Phoenix, AZ- Arizona lawmakers and anti-immigration groups will have to share their emails, memos and letters with challengers of the state’s controversial immigration law a federal judge ordered, eliciting the ire of anti-immigration groups.
In December, U.S. District Court Judge Susan Bolton decided that immigration groups which are seeking to block S.B. 1070 could have access to memos, emails and letters shared between lawmakers and supporters of the law.
The ruling is a victory to opponents of the law who argue the law unfairly targets Latinos and other people of color. It also represent yet another legal challenge to what is considered the toughest immigration law in the country and served as a blueprint for similar laws in other states.
The majority of Arizona’s immigration law was struck down by the Supreme Court in 2012. However they allowed the state to enact a provision of the law that allows local law enforcement officer to check the immigration status of anyone they stop legally. This provision of the law, immigration activists argue, targets Latinos and sought the documents to see if they contained any racially-charged language and violations the Equal Protection Clause of the Constitution, according to the Los Angeles Times.
Judge Bolton’s ruling will also cover documents pre-dating S.B. 1070, but she did not set a deadline for when the documents have to be produced.
The groups heading this legal challenge will comb through the documents looking for specific words or phrases such as “Hispanic,” “day laborer,” “Mexicans,” “alien” and “wetback.”
“We’ll be looking for any kind of explicit derogatory depictions of Latinos,” Victor Viramontes senior legal counsel for the Mexican American Legal Defense and Education Fund said. “Anything with racial overtones with regards to Latinos or Mexicans and any kind of communication that suggests the true reason this law was passed, to target and discriminate against Latinos.”
In late December, two anti-immigration groups, the Federation for American Immigration Reform and the Immigration Reform Law Institute, filed a motion to have Judge Bolton’s decision reconsidered, calling her initial ruling an “invidious fishing expedition.”

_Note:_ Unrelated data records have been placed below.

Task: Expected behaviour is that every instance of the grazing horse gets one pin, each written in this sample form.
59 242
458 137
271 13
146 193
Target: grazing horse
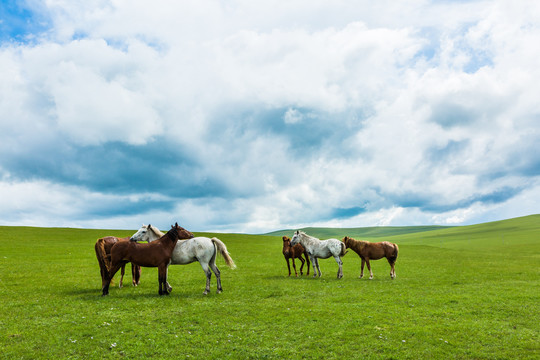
320 249
201 249
292 252
103 253
373 251
155 254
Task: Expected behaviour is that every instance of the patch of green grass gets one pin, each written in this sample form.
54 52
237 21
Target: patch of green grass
460 293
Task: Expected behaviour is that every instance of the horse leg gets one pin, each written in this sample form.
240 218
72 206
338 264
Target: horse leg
314 263
340 264
301 266
114 269
167 285
162 278
122 275
392 269
135 274
288 266
369 268
218 276
208 274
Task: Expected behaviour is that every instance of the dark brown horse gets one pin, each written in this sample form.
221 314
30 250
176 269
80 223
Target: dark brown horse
103 253
292 252
373 251
155 254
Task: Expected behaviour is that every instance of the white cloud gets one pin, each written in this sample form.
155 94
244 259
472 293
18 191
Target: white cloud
414 113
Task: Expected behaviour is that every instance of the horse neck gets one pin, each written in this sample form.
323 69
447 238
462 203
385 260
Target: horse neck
168 240
156 234
360 244
306 240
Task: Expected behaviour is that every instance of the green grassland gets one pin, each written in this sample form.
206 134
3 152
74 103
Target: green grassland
468 292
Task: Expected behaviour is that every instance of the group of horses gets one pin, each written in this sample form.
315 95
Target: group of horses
177 246
303 245
149 247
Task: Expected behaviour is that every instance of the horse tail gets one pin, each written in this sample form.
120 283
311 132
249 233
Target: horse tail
343 249
101 255
392 259
222 249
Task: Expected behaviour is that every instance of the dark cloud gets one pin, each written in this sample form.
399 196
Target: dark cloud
161 166
450 115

“It’s broad and vastly intrusive and interferes with our 1st Amendment liberties to interact with public officials,” Dan Stein, president of the Federation for American Immigration Reform and the Immigration Reform Law Institute said of Judge Bolton’s ruling.
Judge Bolton however disagreed stating there was nothing in the “law that protects from public view communications with public officials in their official capacity about a matter of public concern. Indeed, Arizona law makes all such communications available to the public under its freedom of information law.”
Arizona’s S.B. 1070 was signed into law in 2010 and contained numerous provisions which enhanced local law enforcement’s ability to stop and detain those suspected of being undocumented immigrants. Much of the law was blocked by the U.S. Supreme Court with the exception of the “papers please provision which pro-immigration groups are seeking to have blocked. If they are able to find any racially-charged language in the documents they may be successful in having the law overturned.